A half million (!) observations are expected from around the planet in 2018, from Hong Kong and Minneapolis and Rome and London. And your own backyard, of course.

There are a few special outings around our area, helmed by NHMLA, over the run of the 2018 City Nature Challenge, so jump into one of those, if you want to be among other observers in a spectacular, nature-rich setting.

A Point Fermin BioBlitz and South Bay BioBlitz are both on the schedule of the challenge, which is scampering, squirrel-like, into its third year.

Okay, we admit it: We wanted to work in squirrels somehow, because they're plentiful around Southern California, as are crows and coyotes and those nighttime singers, the mockingbirds, and a host of other spectacular critters who share these stomping, er, scampering grounds, with we nature-amazed humans.

If you can't get enough of the City Nature Challenge, which was also founded by the California Academy of Sciences in addition to NHMLA (it started as a "friendly competition" between LA and San Francisco, all to engage local people with observing their natural surroundings), take heart: There's a follow-up period, over the first two days of May, when observers will gather to identify what they saw.

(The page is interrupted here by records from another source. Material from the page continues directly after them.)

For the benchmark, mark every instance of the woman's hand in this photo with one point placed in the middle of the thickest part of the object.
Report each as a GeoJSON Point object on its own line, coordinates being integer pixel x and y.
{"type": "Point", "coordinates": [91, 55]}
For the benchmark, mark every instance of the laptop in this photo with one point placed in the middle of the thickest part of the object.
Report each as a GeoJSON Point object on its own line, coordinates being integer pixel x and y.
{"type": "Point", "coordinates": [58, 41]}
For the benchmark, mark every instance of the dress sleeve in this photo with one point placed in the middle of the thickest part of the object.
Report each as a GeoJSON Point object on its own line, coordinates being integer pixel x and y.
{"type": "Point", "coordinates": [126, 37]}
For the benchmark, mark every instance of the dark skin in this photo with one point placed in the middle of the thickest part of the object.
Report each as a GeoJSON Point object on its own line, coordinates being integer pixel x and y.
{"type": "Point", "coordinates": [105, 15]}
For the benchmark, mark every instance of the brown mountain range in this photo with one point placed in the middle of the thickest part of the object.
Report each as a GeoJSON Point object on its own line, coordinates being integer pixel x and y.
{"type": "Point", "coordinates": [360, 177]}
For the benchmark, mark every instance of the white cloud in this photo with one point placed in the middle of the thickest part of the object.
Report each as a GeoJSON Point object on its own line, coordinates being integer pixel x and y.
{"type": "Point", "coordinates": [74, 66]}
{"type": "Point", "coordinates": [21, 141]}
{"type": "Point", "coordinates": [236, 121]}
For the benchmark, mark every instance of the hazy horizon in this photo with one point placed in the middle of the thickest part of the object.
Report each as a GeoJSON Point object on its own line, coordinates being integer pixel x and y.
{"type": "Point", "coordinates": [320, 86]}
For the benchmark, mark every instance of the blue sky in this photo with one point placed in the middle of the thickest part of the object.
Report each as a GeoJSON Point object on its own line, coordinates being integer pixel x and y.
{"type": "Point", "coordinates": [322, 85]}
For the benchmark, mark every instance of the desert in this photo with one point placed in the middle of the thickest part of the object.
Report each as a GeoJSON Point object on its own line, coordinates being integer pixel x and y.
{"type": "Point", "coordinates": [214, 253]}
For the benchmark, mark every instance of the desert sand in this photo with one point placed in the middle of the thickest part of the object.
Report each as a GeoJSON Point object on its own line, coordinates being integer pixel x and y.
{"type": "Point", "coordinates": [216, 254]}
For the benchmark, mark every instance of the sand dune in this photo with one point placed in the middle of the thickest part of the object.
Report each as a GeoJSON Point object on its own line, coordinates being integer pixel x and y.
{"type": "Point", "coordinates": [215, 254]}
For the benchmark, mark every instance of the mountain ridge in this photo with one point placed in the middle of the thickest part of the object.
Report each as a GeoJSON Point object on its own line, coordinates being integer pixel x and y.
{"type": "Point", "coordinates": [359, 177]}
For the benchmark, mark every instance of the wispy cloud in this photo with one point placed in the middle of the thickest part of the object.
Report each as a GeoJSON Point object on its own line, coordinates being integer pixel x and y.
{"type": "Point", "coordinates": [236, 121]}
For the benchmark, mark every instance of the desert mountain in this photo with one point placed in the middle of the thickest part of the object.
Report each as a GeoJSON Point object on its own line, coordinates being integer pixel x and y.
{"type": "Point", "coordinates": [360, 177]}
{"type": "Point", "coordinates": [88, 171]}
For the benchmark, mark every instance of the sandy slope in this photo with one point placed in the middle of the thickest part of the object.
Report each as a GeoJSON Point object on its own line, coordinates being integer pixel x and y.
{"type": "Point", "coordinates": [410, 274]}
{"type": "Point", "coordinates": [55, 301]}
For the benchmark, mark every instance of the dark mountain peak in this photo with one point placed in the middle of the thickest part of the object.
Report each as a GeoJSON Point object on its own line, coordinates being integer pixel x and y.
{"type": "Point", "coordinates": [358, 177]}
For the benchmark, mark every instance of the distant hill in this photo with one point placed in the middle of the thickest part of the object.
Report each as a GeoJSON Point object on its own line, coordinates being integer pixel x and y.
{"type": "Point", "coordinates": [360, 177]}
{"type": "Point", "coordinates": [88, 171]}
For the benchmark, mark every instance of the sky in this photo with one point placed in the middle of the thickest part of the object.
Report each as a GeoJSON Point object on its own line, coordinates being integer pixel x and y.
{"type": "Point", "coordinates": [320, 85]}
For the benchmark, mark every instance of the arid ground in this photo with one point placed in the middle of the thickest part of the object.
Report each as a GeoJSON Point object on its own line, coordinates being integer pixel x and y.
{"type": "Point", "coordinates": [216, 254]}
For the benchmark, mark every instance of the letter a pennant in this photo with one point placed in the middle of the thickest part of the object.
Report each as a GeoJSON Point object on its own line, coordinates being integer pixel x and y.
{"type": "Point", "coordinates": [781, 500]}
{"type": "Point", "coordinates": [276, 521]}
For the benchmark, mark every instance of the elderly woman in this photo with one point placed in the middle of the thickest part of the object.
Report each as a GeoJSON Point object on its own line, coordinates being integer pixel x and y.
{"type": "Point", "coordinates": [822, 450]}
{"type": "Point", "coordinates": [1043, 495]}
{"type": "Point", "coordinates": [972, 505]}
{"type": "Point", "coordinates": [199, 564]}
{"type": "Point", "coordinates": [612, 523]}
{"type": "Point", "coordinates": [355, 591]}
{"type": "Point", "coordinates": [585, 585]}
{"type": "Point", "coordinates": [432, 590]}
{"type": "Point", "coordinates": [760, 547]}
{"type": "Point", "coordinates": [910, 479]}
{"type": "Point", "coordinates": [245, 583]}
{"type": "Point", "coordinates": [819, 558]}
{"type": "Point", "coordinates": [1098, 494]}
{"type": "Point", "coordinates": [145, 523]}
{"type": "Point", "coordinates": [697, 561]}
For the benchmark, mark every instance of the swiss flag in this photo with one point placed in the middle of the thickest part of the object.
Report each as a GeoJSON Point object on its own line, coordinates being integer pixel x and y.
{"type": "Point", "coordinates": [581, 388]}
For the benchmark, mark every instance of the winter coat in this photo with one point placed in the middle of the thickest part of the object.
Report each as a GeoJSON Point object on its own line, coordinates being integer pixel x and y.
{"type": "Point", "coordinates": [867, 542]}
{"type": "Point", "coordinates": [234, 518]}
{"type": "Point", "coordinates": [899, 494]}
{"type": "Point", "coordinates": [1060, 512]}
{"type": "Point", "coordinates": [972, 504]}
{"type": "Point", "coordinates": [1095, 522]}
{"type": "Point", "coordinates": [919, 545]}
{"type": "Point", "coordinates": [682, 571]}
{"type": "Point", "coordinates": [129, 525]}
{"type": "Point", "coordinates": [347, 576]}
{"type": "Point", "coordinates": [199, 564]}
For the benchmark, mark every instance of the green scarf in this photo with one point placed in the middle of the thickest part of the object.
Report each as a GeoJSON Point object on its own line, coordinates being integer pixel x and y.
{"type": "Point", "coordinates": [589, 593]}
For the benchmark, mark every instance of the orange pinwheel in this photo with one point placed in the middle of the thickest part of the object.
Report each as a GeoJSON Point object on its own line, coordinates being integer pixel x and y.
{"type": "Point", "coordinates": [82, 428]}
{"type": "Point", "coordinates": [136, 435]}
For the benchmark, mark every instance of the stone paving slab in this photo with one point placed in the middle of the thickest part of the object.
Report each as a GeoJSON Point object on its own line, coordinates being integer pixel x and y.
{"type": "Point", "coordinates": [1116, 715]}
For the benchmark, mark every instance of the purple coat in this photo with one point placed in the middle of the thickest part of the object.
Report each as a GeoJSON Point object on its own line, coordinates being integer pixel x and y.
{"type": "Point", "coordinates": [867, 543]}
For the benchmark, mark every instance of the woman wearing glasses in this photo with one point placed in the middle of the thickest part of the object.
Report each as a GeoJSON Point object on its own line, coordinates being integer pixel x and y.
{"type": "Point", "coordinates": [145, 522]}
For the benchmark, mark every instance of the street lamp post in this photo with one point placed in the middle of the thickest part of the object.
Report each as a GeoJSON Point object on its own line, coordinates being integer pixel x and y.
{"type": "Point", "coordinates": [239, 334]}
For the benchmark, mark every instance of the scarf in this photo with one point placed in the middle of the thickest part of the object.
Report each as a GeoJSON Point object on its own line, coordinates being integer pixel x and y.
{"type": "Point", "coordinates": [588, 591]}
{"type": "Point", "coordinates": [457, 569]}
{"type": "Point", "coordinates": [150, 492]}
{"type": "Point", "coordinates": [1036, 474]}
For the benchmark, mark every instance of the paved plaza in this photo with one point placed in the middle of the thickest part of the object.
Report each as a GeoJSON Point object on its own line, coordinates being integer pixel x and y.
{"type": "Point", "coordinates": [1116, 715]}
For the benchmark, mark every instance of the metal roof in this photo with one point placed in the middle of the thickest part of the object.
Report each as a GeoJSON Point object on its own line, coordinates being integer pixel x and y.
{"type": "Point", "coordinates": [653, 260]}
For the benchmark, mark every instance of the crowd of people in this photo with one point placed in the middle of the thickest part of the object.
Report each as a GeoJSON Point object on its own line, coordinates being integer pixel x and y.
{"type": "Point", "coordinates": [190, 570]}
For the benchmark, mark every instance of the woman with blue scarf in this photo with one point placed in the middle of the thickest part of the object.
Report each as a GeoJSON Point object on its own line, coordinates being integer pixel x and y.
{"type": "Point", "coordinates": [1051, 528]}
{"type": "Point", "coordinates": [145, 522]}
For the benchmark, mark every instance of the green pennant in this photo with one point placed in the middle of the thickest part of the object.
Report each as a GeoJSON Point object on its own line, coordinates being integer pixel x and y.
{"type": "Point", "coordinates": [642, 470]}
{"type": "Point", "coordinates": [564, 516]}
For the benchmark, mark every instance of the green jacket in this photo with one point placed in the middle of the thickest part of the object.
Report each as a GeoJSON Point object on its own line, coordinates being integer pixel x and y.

The May 1 happening is at NHMLA while the May 2 to-do will visit Angel City Brewery (there are some times/info for bringing kids to the brewery, so check it out).

These events aren't mandatory to join if you participate in the first part of the challenge, the picture-taking and submitting, do keep in mind. Just consider the follow-up gatherings as fantastic routes to knowing the world outside our door even better.

A world that can become a background blur, and hum, far too often. So keep those peepers trained on the tree branches, and under the camellia bushes, and on the beaches, for all signs of wildlife, from flowers to animal tracks to the critters kindly making a cameo for your camera.

And scat and slime mold, too.

If anyone asks what you're up to over the final weekend in April, tell them you're on the look-out for both scat and slime mold, all in the name of furthering community science.

They'll surely be jealous, and want to join in, too.